April 2018 is a big month for aspiring writers, poets, and other creatives. Currently, I am participating in Camp NaNoWriMo by writing a short story collection. Most blog posts this month will be focused on my experiences with completing this project.
April is a big month for aspiring writers. Many writing contests and challenges are put forth to push writers to grow in their craft by various organizations. It comes timely for me, as I have recently left my contract job and am looking for new opportunities on the horizon. One would think that my open schedule will allow for uninterrupted participation in events like Camp NaNoWriMo.
I’m flattered by the amount of faith you have in me.
Staying committed to my goals has been a long-standing struggle of mine when it comes to writing projects. Partly due to the natural disorder of life, but mostly to do with the intimidation I feel when I actually sit down to work towards my writing goals.

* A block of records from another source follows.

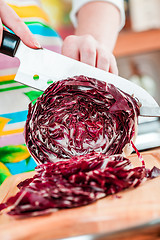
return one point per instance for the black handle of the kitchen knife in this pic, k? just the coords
(10, 43)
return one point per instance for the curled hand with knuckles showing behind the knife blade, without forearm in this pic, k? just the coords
(88, 50)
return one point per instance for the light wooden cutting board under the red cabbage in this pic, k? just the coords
(133, 208)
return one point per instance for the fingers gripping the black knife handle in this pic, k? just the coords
(10, 19)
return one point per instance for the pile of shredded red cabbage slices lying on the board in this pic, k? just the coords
(75, 182)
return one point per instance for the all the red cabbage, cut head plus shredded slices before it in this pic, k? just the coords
(77, 130)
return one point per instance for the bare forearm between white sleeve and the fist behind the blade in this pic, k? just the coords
(101, 20)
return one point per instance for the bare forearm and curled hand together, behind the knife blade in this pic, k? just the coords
(96, 32)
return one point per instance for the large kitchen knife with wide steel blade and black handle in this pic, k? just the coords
(40, 67)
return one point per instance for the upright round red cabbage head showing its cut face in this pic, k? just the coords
(77, 116)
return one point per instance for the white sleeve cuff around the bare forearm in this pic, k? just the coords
(77, 4)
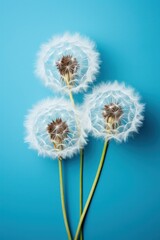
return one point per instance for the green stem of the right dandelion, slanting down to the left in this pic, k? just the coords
(92, 189)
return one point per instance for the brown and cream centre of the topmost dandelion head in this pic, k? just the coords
(68, 67)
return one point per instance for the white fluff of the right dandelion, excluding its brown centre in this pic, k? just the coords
(124, 97)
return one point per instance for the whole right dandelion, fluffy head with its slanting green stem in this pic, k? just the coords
(112, 111)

Currently, I have a writing goal on Camp NaNoWriMo to log a total productive writing time of 60 hours before the month’s end. The plan is to write two hours every day on my short story collection. It takes around four to six hours to write a short story, so I will produce around 10 inter-related stories that will need to undergo revision by the last day of the month.
It seems like a doable creative project and it is not that much of a stretch for me.
Then I fail to write the first day and the second day. I give it another go the third day and actually produce the first arc. By the next day, it is back to not writing on the project at all.
I am not alone in my dilemma. If the many blog posts and articles out there about achieving goals serve as any indication, many people, in general, wrestle with fulfilling set goals. It partly has to do with fantasizing the goal too much that a sense of accomplishment is given, or too high of expectation that the fear of falling short stops us from even starting.
So how do I get over the initial hump of being intimidated by my own goals?
I make a smaller goal to reach the bigger one.
Writing two hours a day can be daunting, especially when you have other things vying for your attention. However, writing for 10-15 minutes in quick sessions throughout the day is less stressful. I tell myself, “I’ll write for 10 minutes, focusing on the interaction between the two characters.” After those 10 minutes are done, I give myself a break and not look at the previous work.
Rinse and repeat until I have a rough draft of the first arc.
Often times, it is a matter of getting started that makes the goal less intimidating. It is easy to fall into the habit of criticizing the work before you even start (or even while you’re writing it). But if the time is mapped out in smaller sessions, it makes it difficult to truly critique the work until after the section is done.
Overall, writing in sprints has definitely kept me from falling too far behind from my daily goals.
How do you go about achieving your goals?